Críticos do ex-presidente foram rápidos em subir o tom nos últimos dias. "Andar por aí com um supremacista branco antissemita e pró-Putin não é complicado; é indefensável", disse a deputada Liz Cheney, da ala mais anti-Trump do Partido Republicano e que integra o comitê da Câmara que investiga o ataque ao Congresso.


Senadores também se manifestaram e até um governador, Asa Hutchinson, do Arkansas, criticou o jantar. "Não acho uma boa ideia um líder, que é visto como exemplo pelo país e pelo partido, se encontrar com um racista e antissemita declarado", disse à rede CNN. "Fique longe disso." Hutchinson é republicano, e se prepara para dar lugar a Sarah Huckabee Sanders, do mesmo partido.

Mesmo aliados próximos fizeram questionamentos, caso de David M. Friedman, advogado do político e ex-embaixador em Israel. "Ao meu amigo Donald Trump: você é melhor do que isso", escreveu no Twitter, chamando Fuentes de escória humana e o encontro de inaceitável. "Conclamo que você [Trump] rejeite esses vagabundos e relegue-os para a lata de lixo da história, onde pertencem."

Cresce dentro do partido a dúvida quanto à capacidade do ex-presidente de ganhar uma nova eleição, enquanto nomes como o de Ron DeSantis ganham cada vez mais força. O governador reeleito da Flórida, visto como uma espécie de Trump da nova geração, preferiu se manter distante da controvérsia.

Outro pré-candidato, o ex-vice de Trump, Mike Pence, não fez o mesmo. "O presidente errou em dar um lugar à mesa a um nacionalista branco, antissemita e negador do Holocausto. Pesno que ele deve pedir desculpas."

O político até tentou se distanciar e escreveu em rede social que não conhecia Fuentes. "Kanye West me ligou para jantar em Mar-a-Lago. Pouco depois, apareceu de forma inesperada com três amigos, dos quais eu não sabia nada", afirmou. "Jantamos na noite de quinta-feira com muitas pessoas no pátio. O jantar foi rápido e desimportante. Depois eles foram para o aeroporto."

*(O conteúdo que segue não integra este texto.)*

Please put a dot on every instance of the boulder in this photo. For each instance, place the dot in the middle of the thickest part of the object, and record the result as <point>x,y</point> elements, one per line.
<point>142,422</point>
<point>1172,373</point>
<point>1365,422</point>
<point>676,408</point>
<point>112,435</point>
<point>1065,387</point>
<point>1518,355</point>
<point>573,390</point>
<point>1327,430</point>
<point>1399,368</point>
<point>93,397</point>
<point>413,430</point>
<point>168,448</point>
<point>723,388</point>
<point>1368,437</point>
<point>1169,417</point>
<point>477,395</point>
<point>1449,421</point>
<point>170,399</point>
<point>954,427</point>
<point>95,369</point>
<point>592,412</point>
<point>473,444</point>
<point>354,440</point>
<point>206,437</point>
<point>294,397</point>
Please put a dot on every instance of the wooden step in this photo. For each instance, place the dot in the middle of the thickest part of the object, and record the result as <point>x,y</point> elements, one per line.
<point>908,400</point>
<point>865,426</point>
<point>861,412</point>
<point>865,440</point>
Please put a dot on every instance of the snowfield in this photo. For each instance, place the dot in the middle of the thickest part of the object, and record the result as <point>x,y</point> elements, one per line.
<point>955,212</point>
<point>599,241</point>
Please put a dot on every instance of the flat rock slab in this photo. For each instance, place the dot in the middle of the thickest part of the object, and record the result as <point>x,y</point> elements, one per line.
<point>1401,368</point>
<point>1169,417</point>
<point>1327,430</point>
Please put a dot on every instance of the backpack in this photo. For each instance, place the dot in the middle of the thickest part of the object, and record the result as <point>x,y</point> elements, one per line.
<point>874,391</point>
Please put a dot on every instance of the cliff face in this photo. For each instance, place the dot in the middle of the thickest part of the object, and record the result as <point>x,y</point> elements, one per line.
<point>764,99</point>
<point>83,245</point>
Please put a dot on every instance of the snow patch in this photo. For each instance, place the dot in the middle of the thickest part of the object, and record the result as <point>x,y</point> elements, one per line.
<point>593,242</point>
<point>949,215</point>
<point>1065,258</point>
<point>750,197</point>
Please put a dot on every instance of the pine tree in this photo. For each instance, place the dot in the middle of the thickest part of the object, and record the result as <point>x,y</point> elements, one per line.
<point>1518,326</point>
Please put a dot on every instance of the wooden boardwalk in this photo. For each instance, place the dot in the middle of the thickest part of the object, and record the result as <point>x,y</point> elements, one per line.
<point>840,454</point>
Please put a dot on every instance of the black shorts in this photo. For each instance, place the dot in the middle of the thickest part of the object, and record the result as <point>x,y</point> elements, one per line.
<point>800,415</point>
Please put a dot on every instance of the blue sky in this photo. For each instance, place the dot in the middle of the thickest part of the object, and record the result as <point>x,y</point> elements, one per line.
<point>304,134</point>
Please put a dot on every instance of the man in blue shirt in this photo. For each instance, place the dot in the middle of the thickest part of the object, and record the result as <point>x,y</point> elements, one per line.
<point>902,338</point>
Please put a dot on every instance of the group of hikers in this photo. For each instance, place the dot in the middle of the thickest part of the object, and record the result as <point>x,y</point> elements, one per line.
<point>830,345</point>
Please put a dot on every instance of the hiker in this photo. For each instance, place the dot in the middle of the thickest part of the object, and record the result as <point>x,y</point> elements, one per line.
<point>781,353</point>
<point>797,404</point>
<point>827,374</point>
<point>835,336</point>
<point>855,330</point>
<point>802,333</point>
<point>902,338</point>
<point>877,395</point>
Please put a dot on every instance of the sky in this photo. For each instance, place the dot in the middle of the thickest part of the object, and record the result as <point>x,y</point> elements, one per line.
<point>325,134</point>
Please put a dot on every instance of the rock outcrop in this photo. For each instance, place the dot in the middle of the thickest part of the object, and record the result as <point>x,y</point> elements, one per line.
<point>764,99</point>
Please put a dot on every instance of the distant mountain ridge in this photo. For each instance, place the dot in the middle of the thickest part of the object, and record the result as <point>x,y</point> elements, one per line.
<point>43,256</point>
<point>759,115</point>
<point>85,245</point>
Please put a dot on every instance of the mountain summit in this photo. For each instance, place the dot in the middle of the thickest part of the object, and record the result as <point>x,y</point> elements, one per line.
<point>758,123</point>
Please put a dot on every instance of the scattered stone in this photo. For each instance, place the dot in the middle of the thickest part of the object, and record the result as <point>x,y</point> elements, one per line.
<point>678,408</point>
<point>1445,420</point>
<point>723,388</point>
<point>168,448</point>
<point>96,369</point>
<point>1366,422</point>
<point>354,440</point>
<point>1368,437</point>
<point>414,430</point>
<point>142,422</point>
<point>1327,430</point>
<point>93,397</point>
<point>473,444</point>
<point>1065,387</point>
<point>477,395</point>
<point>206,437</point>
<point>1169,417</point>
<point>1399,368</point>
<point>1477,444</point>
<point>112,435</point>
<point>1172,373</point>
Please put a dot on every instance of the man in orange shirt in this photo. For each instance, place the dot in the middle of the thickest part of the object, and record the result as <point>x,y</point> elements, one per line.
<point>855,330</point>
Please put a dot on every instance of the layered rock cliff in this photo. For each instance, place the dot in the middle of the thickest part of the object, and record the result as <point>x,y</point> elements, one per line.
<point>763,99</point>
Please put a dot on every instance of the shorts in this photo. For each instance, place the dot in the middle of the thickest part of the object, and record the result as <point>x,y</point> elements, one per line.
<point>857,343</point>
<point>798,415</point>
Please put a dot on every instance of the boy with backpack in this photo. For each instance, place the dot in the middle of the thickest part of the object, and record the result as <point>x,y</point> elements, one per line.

A questão aqui é que, além de Fuentes, Ye é acusado de racismo e antissemitismo -e sua aproximação com o ex-presidente também incomoda a ala centrista do partido.

O rapper se lançou pré-candidato à Presidência na última semana e disse que foi a Mar-a-Lago pedir que Trump seja seu vice –o que, segundo o próprio músico, foi rejeitado de pronto. "Trump começou basicamente a gritar comigo e dizer que eu iria perder. Isso já funcionou com alguém alguma vez na história?", disse, em um vídeo publicado no Twitter e apagado depois. "Eu disse: 'Calma, calma, calma, calma, calma, Trump. Você está falando com Ye'."

A oposição aproveitou as deixas do jantar. Biden, questionado no fim de semana sobre o caso, foi seco: "Vocês não querem ouvir o que eu acho disso". Nesta segunda (28), a porta-voz da Casa Branca, Karine Jean-Pierre, afirmou que "não há lugar para esse tipo de forças vis na sociedade" e que não se manifestar contra o racismo "também é incrivelmente perigoso".

O caso coroa uma nova fase ruim para Trump, que viu voltar ao noticiário uma antiga acusação de agressão sexual. No mesmo dia em que entrou em vigor em Nova York uma lei que permite que vítimas de crimes do tipo processem seus abusadores mesmo que o episódio tenha acontecido há muito tempo, a jornalista E. Jean Carroll abriu uma ação contra Trump por difamação e agressão.

O estupro teria ocorrido em 1995, e ela já havia processado o ex-presidente por difamação em 2019. Ele nega as acusações.